Genetic variation can quantitatively affect the transcript and protein levels. The current eQTLs and pQTLs show that genetic influences on protein levels are controlled by the regulation of mRNA transcription, potentially enhancing the understanding of pQTLs in a biological context. The investigation of how pQTLs affect plasma protein levels involved the examination of the intersection of pQTLs and eQTLs through a direct search for genes. The Genotype Tissue Expression (GTEx) portal (V8, http://www.gtexportal. org) was utilized for the pQTLs supported by MR evidence.
2.8 Protein-protein interaction (PPI) and functional enrichment analysis
A PPI network was created using the Interacting Gene Retrieval search tool (STRING V11. 521) to examine the connections among the MR-preferred proteins. Additionally, using the “ClusterProfiler”22 R package,
Gene Ontology (GO) and Kyoto Encyclopedia of Genes and Genomes (KEGG) pathway analyses were conducted to investigate potential enrichment pathways linked to these proteins.
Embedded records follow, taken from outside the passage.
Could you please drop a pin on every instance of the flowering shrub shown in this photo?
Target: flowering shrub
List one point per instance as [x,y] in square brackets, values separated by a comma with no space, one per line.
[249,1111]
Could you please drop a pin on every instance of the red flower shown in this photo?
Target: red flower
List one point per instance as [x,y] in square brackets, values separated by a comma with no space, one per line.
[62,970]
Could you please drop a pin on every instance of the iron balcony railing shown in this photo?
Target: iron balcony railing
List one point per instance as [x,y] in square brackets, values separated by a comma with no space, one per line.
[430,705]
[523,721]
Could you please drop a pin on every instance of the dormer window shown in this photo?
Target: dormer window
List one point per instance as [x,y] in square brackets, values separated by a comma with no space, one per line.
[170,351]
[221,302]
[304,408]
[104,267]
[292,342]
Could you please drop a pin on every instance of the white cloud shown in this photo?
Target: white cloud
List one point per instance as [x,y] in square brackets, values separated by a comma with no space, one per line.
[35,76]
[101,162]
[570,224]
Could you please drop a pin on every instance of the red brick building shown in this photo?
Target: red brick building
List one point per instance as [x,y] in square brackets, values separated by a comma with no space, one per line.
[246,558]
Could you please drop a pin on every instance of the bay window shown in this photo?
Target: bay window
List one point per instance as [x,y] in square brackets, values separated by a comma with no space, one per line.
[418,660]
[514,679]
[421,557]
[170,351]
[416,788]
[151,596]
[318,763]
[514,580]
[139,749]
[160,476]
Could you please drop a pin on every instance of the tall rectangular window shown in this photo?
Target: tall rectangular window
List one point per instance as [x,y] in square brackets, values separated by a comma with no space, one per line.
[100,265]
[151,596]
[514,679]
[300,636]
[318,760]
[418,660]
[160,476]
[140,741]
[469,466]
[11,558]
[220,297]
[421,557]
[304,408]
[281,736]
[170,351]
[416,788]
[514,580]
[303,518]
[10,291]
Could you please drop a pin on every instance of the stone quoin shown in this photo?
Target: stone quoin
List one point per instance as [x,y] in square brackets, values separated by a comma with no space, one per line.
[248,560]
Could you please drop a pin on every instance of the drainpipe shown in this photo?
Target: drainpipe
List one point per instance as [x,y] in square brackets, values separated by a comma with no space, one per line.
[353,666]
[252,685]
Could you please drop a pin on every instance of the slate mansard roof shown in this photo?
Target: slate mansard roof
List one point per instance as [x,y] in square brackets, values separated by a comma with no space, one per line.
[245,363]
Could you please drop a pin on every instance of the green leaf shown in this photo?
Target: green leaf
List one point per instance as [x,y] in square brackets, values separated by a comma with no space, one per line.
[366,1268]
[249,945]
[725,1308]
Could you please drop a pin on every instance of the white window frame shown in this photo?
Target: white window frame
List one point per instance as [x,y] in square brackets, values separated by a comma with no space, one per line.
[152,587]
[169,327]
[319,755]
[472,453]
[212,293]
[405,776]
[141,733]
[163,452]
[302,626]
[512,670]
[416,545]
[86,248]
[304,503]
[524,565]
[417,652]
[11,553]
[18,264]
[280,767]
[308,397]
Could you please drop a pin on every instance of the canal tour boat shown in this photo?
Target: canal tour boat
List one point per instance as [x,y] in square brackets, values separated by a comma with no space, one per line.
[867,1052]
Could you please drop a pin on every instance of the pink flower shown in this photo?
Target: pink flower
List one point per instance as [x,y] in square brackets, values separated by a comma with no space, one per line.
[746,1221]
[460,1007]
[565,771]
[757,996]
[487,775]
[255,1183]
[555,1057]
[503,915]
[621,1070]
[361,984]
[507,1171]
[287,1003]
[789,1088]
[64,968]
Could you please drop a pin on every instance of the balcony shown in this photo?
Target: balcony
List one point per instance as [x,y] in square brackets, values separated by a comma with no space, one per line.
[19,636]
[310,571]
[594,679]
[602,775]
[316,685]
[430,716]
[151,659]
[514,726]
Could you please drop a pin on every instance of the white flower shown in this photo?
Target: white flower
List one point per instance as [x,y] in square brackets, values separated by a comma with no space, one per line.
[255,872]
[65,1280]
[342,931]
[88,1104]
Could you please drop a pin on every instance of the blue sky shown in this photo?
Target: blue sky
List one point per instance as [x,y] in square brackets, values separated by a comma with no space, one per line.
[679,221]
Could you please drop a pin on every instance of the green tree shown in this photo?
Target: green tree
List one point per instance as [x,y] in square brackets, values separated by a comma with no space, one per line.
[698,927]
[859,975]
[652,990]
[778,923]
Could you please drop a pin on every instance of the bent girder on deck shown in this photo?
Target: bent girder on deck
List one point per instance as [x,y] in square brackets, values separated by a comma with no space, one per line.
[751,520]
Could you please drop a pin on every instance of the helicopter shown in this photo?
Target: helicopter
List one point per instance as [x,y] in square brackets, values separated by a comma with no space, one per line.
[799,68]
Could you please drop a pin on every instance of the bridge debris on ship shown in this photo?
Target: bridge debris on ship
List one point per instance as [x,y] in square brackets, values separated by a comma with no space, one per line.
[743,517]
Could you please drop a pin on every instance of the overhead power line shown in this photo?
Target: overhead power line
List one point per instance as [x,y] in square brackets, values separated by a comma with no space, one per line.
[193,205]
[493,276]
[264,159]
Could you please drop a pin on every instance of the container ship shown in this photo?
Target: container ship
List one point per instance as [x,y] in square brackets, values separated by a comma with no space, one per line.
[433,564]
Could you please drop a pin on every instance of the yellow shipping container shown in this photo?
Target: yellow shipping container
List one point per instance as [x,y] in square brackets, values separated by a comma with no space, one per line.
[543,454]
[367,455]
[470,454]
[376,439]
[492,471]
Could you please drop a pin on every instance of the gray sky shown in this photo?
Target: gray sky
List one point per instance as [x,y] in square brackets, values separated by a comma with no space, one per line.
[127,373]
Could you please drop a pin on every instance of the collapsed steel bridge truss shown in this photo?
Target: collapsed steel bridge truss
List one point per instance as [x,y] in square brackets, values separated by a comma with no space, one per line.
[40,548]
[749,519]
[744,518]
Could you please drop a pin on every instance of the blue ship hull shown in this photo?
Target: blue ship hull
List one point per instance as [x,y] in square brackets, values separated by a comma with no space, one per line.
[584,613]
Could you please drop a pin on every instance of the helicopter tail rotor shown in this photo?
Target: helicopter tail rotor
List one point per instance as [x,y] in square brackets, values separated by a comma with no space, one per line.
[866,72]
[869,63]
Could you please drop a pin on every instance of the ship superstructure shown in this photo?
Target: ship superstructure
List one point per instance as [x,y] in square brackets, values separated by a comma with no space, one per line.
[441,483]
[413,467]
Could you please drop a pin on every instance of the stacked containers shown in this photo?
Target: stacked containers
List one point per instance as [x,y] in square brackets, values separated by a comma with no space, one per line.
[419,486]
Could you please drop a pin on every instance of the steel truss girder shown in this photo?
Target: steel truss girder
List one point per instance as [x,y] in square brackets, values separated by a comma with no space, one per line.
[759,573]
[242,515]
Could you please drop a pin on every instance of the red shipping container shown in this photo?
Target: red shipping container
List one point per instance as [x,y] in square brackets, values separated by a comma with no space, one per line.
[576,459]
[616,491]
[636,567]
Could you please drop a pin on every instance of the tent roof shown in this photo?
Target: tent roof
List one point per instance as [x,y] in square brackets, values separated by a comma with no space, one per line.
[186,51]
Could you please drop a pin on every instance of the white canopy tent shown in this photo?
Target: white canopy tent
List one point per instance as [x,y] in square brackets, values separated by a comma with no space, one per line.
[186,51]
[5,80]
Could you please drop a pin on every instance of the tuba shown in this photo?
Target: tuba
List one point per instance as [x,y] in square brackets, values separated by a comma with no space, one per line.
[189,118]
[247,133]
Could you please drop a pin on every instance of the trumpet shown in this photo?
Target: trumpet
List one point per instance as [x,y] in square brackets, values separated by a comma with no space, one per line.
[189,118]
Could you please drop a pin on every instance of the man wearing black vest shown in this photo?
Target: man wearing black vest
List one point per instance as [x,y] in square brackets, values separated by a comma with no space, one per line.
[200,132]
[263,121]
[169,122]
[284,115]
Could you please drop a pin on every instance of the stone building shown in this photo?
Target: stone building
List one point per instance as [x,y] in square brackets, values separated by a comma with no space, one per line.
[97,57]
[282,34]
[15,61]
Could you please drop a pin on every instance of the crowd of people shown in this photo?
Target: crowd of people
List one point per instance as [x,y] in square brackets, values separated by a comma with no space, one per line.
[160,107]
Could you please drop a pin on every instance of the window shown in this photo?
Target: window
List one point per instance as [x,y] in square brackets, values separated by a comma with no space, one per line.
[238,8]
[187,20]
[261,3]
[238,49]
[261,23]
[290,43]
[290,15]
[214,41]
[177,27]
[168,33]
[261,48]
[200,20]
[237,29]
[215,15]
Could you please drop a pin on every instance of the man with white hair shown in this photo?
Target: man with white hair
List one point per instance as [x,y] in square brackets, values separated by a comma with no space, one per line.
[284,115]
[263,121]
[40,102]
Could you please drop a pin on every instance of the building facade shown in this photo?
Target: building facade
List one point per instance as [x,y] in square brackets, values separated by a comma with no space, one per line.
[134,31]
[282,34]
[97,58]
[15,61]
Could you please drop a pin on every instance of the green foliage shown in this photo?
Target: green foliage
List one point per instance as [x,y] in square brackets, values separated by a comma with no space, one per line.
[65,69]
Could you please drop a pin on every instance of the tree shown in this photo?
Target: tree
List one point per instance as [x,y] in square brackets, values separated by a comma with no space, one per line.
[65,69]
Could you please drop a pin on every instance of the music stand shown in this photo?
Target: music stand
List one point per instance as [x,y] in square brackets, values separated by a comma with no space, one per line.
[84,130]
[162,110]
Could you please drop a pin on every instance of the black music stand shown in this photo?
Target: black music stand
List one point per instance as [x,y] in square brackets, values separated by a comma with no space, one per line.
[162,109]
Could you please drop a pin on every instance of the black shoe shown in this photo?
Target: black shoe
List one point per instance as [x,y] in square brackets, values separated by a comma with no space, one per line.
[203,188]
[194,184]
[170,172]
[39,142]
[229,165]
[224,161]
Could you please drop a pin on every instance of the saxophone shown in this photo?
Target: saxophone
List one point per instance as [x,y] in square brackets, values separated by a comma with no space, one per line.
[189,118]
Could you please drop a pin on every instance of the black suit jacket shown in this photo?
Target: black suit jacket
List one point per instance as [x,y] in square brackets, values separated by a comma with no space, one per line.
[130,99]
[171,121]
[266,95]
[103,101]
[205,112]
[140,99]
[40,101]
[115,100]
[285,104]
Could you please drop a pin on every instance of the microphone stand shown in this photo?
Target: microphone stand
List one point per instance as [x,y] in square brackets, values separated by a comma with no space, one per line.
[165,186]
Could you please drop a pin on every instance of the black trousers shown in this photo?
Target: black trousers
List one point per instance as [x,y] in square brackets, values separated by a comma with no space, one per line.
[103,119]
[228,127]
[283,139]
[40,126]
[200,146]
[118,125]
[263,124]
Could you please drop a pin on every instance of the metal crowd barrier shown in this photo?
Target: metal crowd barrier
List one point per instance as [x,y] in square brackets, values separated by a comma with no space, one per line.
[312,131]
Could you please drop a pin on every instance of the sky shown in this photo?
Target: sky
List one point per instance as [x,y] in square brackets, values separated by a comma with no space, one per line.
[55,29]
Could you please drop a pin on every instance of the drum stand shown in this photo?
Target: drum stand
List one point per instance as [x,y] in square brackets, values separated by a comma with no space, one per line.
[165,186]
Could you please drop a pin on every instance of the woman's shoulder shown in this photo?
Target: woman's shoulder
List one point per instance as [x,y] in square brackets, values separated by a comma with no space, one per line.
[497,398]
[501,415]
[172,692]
2.9 Plasma proteins represent an important source of druggable targets based on MR prioritization.
Our goal was to determine whether MR-preferred proteins overlapped with druggable genes in Finan et al. 's list of druggable genes. Finan et al. methodically categorized 4479 genes as either drugs or gene sets that can be targeted by drugs, organizing them into three tiers based on their stage in the drug development process. Tier 1 (1427 genes) includeds approved small molecules and biotherapeutics targeting clinical-stage drug candidates; Tier 2 had 682 genes encoding small molecule binding partners with known bioactive drug-like targets and genes with ≥ 50% identity to approved drug targets; Tier 3 consisted of 2370 genes encoding secreted or extracellular proteins with distant similarity to approved drug targets and members of key druggable gene families not in tier 1 or 2. Tier 3 was further divided into genes close (± 50 kbp) to GWAS SNPs with an extracellular location (layer 3A), and the remaining genes in layer 3B. Our analysis concentrated on specific details regarding MR-prioritized proteins, including the importance of the targetable gene, whether the protein product is currently or could possibly be targeted by small molecules, and whether monoclonal antibodies or enzymes could be used as biotherapeutics. The Therapeutic Target Database is available at http://db.idrblab.net/ttd/ and contains annotations of therapeutic targets for MR-favoring proteins. Within the database, there are a total of 3578 drug targets, with 498 targets that have been successfully reached, 1342 targets involved in clinical trials, 185 targets in the preclinical or proprietary stage, and 1553 targets designated for research purposes.23 In our analysis, we focused on the type of target, the drug that targets it, and the disease that the drug targets.